To output a metric embedding, that are searchable via approximate nearest neighbor search, the model needs to be trained using a similarity loss. Here we are using the MultiSimilarityLoss(), which is one of the most efficient loss functions.

from tensorflow_similarity.losses import MultiSimilarityLoss

# Train Similarity model using contrastive loss
model.compile('adam', loss=MultiSimilarityLoss())
model.fit(sampler, epochs=5)

Building images index and querying it

Once the model is trained, reference examples must be indexed via the model index API to be searchable. After indexing, you can use the model lookup API to search the index for the K most similar items.
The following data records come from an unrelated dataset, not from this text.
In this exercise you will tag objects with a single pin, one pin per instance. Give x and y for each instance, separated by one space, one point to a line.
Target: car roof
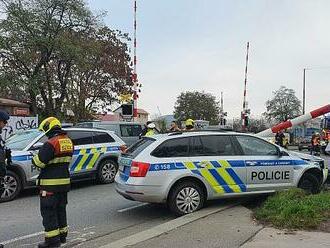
119 122
86 129
111 122
195 133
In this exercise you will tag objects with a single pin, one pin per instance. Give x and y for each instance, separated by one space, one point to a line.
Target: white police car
186 169
95 156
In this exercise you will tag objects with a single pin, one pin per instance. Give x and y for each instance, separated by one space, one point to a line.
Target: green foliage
294 209
283 106
60 55
256 125
198 106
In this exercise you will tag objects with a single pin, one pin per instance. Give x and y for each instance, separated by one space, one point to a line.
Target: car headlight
319 163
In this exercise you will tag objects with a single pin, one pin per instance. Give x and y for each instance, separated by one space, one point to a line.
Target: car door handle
251 163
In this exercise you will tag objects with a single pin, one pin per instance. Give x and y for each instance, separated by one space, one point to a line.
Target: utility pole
304 91
245 111
135 79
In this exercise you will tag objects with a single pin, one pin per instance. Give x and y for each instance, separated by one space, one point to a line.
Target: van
129 132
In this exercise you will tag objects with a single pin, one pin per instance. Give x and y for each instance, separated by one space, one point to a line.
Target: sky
188 45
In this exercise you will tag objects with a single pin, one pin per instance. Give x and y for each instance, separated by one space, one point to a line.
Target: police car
95 156
186 169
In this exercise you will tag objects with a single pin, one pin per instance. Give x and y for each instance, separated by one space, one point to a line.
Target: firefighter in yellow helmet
190 125
151 129
53 181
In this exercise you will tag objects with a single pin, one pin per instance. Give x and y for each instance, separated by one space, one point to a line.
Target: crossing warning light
127 110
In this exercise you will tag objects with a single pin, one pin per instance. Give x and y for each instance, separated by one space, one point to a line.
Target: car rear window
138 147
81 137
102 137
172 148
130 130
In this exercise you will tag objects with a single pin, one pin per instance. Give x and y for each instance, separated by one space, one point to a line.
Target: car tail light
123 148
139 169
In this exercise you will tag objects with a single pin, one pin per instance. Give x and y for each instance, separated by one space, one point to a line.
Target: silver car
129 132
186 169
95 156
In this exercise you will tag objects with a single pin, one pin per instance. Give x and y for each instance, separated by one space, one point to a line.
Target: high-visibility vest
316 141
150 132
53 160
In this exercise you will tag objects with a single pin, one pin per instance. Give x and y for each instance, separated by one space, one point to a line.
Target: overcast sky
201 45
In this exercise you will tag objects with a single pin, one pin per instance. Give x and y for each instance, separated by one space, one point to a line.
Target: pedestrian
4 117
279 138
151 129
190 125
53 160
316 143
145 129
174 127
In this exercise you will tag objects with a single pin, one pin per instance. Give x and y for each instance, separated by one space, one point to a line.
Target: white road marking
22 238
133 207
165 227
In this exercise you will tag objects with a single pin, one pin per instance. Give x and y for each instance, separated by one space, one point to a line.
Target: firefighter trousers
2 185
53 212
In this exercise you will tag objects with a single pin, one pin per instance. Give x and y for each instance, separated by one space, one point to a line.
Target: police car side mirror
36 146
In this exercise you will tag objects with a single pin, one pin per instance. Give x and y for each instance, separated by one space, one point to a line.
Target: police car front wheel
12 187
186 197
107 171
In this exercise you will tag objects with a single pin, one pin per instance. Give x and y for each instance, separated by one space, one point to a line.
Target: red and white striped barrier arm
296 121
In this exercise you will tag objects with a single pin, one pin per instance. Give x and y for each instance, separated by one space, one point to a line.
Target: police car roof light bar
296 121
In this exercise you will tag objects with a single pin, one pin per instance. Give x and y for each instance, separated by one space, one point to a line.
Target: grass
294 209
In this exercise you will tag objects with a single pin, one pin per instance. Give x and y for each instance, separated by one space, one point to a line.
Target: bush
294 209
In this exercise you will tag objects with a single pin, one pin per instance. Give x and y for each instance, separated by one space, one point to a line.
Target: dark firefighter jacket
53 159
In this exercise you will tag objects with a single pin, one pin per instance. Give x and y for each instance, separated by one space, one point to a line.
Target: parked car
186 169
305 143
95 157
128 131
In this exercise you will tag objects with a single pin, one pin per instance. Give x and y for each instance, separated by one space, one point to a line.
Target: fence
17 123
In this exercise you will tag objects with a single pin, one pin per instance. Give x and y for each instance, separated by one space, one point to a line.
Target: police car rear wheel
12 187
309 183
186 198
107 171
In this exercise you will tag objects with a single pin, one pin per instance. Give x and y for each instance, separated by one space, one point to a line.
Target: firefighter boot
62 238
50 243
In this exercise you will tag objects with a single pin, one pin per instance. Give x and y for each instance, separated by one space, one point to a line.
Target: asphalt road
93 211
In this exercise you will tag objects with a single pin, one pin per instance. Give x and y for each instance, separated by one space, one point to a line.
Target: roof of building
14 103
142 111
107 117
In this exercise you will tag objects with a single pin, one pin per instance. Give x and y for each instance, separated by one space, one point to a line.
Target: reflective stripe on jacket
54 159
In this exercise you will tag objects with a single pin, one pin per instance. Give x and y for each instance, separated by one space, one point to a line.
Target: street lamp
304 82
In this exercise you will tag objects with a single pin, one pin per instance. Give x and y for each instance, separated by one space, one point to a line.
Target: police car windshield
138 147
20 140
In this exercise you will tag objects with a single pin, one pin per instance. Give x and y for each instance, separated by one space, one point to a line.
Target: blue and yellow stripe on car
86 158
220 174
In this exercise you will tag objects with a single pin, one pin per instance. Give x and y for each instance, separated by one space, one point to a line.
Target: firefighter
190 125
316 142
150 129
4 117
280 138
174 127
53 161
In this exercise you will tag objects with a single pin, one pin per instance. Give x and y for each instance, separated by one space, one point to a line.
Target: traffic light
127 110
246 120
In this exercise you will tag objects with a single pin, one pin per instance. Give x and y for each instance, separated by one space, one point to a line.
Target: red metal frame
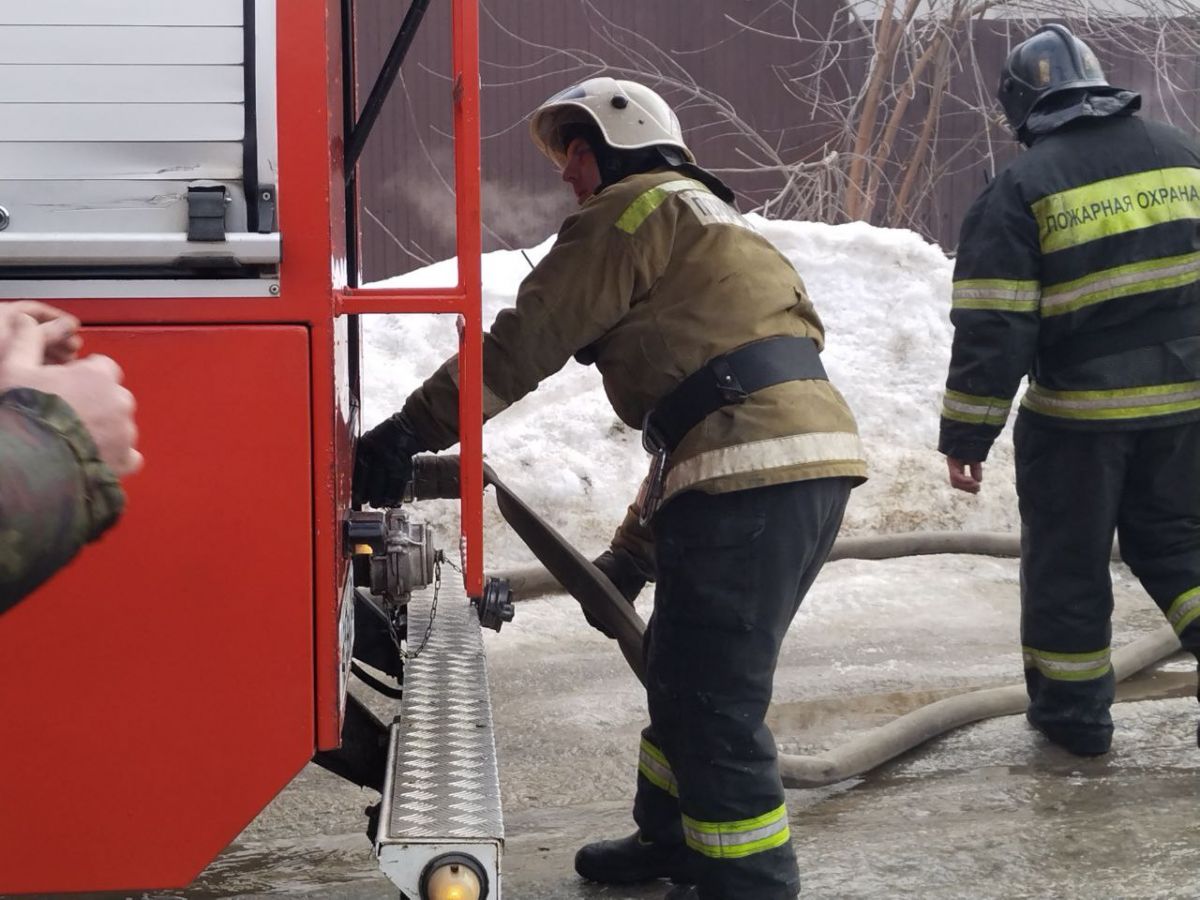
169 819
466 298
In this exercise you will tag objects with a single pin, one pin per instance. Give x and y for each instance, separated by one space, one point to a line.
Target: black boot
1095 742
1197 653
631 859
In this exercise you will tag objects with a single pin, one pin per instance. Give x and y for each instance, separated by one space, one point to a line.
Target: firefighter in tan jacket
707 341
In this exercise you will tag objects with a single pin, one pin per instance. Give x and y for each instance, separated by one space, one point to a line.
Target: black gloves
383 462
627 574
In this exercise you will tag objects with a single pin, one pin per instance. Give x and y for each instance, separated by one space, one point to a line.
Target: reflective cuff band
1069 666
997 294
1185 610
1120 282
1114 405
975 411
735 840
653 766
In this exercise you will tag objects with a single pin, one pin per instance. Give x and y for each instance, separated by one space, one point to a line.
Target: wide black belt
1155 328
726 381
from tensorflow_similarity.visualization import viz_neigbors_imgs

# Index 100 embedded MNIST examples to make them searchable
sx, sy = sampler.get_slice(0,100)
model.index(x=sx, y=sy, data=sx)

# Find the top 5 most similar indexed MNIST examples for a given example
qx, qy = sampler.get_slice(3713, 1)
nns = model.single_lookup(qx[0])

# Visualize the query example and its top 5 neighbors
viz_neigbors_imgs(qx[0], qy[0], nns)

Supported Algorithms

Self-Supervised Models

  • SimCLR
  • SimSiam
  • Barlow Twins

Supervised Losses

  • Triplet Loss
  • PN Loss
  • Multi Sim Loss
  • Circle Loss
  • Soft Nearest Neighbor Loss

Metrics

Tensorflow Similarity offers many of the most common metrics used for classification and retrieval evaluation. Including:

NameTypeDescription
PrecisionClassification
RecallClassification
F1 ScoreClassification
Recall@KRetrieval
Binary NDCGRetrieval

Citing

Please cite this reference if you use any part of TensorFlow similarity in your research:

@article{EBSIM21,
  title={TensorFlow Similarity: A Usable, High-Performance Metric Learning Library},
  author={Elie Bursztein, James Long, Shun Lin, Owen Vallis, Francois Chollet},
  journal={Fixme},
  year={2021}
}

Disclaimer

This is not an official Google product.